一つの目標順位に据えていたのが「8位入賞」。今年の学生ハーフは、2年に1度行われるFISUワールドユニバーシティゲームズ(以下、ユニバ)の日本代表選手選考を兼ねておらず「来年の学生ハーフでユニバを決めるためには、今年ここで8番ぐらいに入っておかないといけない」という思いもあった。

目標達成の喜びよりも……

レースは大集団のまま陸上自衛隊立川駐屯地や立川市街地を進んだ。約12km地点で国営昭和記念公園に入ると、何人かの選手が飛び出し、大集団がばらけた。白川は「先頭集団についていけ」という指示のもと、抜け出した選手たちについていった。

公園に入ってからしばらくすると、優勝を果たした國學院大學の青木瑠郁(2年、健大高崎)がペースアップ。白川は「ついていこうかなと思ったんですけど、『大崩れしてはいけない』と自分の中で守りに入ってしまった部分もあって……。自分が21kmのレースでベストの戦い方をする、と考えたときに、ついていったらきつくなる気がしたので、『21kmを一番速いペースで走る』と考えたとき、つかない選択をしました」。17km地点の付近で中央学院大学の近田陽路(2年、豊川)、早稲田大学の工藤慎作(1年、八千代松陰)、國學院大の辻原輝(1年、藤沢翔陵)らと2位集団を形成した。
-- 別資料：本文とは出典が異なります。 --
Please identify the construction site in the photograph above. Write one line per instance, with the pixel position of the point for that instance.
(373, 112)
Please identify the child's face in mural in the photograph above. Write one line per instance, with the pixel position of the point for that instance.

フィニッシュ地点が近づいてくると、まずは近田がロングスパート。3位争いは白川と工藤に絞られた。先に白川が仕掛けたが、残り100mを切ったところで工藤に抜かれた。白川はもう一度抜き返そうとしたが、わずかに及ばず、4位でフィニッシュした。「ラストに絞り出したんですけど、自分に対する甘さがラスト100mぐらいで出ちゃったと思います。最後に3位を狙えるとなったとき、8位を目標にしていたことが差として出たと思っています」

早稲田大の工藤(右)とのラスト勝負は、わずかに及ばず(撮影・藤井みさ)

目標達成の喜びと悔しさだったら、どっちの感情が大きいですか、と尋ねると、間髪入れずに「悔しさですね」と返ってきた。一方で、手応えも口にした。「力がついてきたかなという部分もあるので、これから弱いところを改善していけば、まだまだ行けるんじゃないかなとも思いました」

春から上級生「上の代に甘えていられない」

不本意な結果に終わってしまった箱根駅伝から2カ月あまり。新チームはまずミーティングの時間を増やして、一人ひとりの考えを共有することから始めた。「4年生の代が強いと言われていた中で、勝ちたかったですけど、勝てなかった。チーム全体として何が足りなかったのかを話し合いました」。一つの結論が、競技以外のところでも細部にこだわって、小さなミスをしないこと。「体調不良者を出してしまったというのは、それまでの過程で細かいミスがあったから。たとえ競技以外でも、競技につながる部分は必ずあると思うんです」と白川は言う。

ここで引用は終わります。